Under the terms of the agreement, KEYW purchased all of the outstanding capital stock of FASI for $14.7 million in cash and 171,970 shares of KEYW common stock, bringing the total purchase price to approximately $16.7 million. The purchase price is subject to post-closing adjustment based upon FASI's working capital as of the closing date. The number of shares of KEYW stock issued was based on the average closing price of KEYW common stock for the ten trading days immediately preceding closing. KEYW expects that the acquisition will be accretive, subject to a final purchase price accounting analysis.
About KEYW: KEYW provides agile cyber superiority and cybersecurity solutions, primarily for U.S. Government intelligence and defense customers. We create our solutions by combining our services and expertise with hardware, software, and proprietary technology to meet our customers' requirements. For more information contact KEYW Corporation, 1334 Ashton Road, Hanover, Maryland 21076; Phone 443-270-5300; Fax 443-270-5301; E-mail firstname.lastname@example.org, or on the Web at www.keywcorp.com.

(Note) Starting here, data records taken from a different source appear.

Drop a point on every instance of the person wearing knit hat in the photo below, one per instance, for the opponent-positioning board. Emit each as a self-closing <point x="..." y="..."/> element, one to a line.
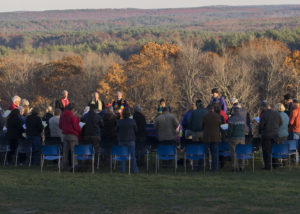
<point x="217" y="98"/>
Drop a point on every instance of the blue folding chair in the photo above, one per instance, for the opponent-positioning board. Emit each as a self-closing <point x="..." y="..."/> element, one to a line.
<point x="244" y="152"/>
<point x="84" y="152"/>
<point x="24" y="147"/>
<point x="51" y="153"/>
<point x="4" y="147"/>
<point x="166" y="152"/>
<point x="280" y="151"/>
<point x="224" y="149"/>
<point x="293" y="149"/>
<point x="194" y="152"/>
<point x="120" y="153"/>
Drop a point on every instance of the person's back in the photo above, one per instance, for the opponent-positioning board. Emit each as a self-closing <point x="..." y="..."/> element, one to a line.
<point x="295" y="119"/>
<point x="126" y="129"/>
<point x="270" y="123"/>
<point x="211" y="127"/>
<point x="34" y="126"/>
<point x="196" y="118"/>
<point x="93" y="123"/>
<point x="166" y="125"/>
<point x="283" y="129"/>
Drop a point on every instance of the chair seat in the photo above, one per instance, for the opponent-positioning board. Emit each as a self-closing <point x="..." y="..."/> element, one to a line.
<point x="52" y="157"/>
<point x="195" y="157"/>
<point x="244" y="157"/>
<point x="165" y="157"/>
<point x="87" y="157"/>
<point x="120" y="158"/>
<point x="279" y="156"/>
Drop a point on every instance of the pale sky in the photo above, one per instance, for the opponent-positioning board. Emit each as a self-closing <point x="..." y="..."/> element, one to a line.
<point x="37" y="5"/>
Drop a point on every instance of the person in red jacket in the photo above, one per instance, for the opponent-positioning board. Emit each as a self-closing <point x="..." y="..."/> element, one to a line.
<point x="294" y="126"/>
<point x="69" y="124"/>
<point x="16" y="100"/>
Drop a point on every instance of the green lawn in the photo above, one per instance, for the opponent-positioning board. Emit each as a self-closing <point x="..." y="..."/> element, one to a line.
<point x="27" y="190"/>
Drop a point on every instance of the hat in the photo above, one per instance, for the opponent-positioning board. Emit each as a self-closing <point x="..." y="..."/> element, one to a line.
<point x="214" y="90"/>
<point x="234" y="101"/>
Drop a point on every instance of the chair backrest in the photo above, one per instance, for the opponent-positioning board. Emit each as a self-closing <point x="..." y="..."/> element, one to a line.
<point x="195" y="149"/>
<point x="280" y="149"/>
<point x="292" y="144"/>
<point x="166" y="150"/>
<point x="83" y="149"/>
<point x="24" y="146"/>
<point x="244" y="149"/>
<point x="120" y="150"/>
<point x="52" y="150"/>
<point x="224" y="147"/>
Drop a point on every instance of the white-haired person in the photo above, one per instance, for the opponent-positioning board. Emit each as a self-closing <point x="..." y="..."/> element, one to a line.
<point x="100" y="106"/>
<point x="25" y="105"/>
<point x="46" y="118"/>
<point x="16" y="100"/>
<point x="283" y="132"/>
<point x="63" y="102"/>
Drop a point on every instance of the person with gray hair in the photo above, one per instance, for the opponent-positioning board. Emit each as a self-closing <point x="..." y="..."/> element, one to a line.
<point x="63" y="102"/>
<point x="16" y="100"/>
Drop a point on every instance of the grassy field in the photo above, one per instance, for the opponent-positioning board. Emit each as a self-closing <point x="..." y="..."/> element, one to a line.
<point x="27" y="190"/>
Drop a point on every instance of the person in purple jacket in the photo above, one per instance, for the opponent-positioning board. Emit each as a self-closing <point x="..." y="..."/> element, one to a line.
<point x="217" y="98"/>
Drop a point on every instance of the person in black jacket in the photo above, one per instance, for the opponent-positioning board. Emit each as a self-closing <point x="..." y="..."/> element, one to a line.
<point x="268" y="128"/>
<point x="93" y="124"/>
<point x="141" y="133"/>
<point x="127" y="129"/>
<point x="34" y="129"/>
<point x="14" y="131"/>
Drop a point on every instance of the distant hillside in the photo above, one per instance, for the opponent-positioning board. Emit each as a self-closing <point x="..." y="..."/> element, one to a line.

Forward-Looking Statements: Statements made in this press release that are not historical facts constitute forward-looking statements within the meaning of the Private Securities Litigation Reform Act of 1995. Such statements include but are not limited to statements about: FASI's projected 2011 revenue and profitability following the acquisition; the accretiveness of the FASI acquisition; statements about our future expectations, plans and prospects; and other statements containing the words "estimates," "believes," "anticipates," "plans," "expects," "will," "potential," and similar expressions. Our actual results, performance or achievements or industry results may differ materially from those expressed or implied in these forward-looking statements. These statements involve numerous risks and uncertainties, including but not limited to those risk factors set forth in our Form 10K Annual Report, dated and filed March 29, 2011 with the Securities and Exchange Commission (SEC) as required under the Securities Act of 1934, and other filings that we make with the SEC from time to time. Due to such uncertainties and risks, readers are cautioned not to place undue reliance on such forward-looking statements. KEYW is under no obligation to (and expressly disclaims any such obligation to) update or alter its forward-looking statements whether as a result of new information, future events or otherwise.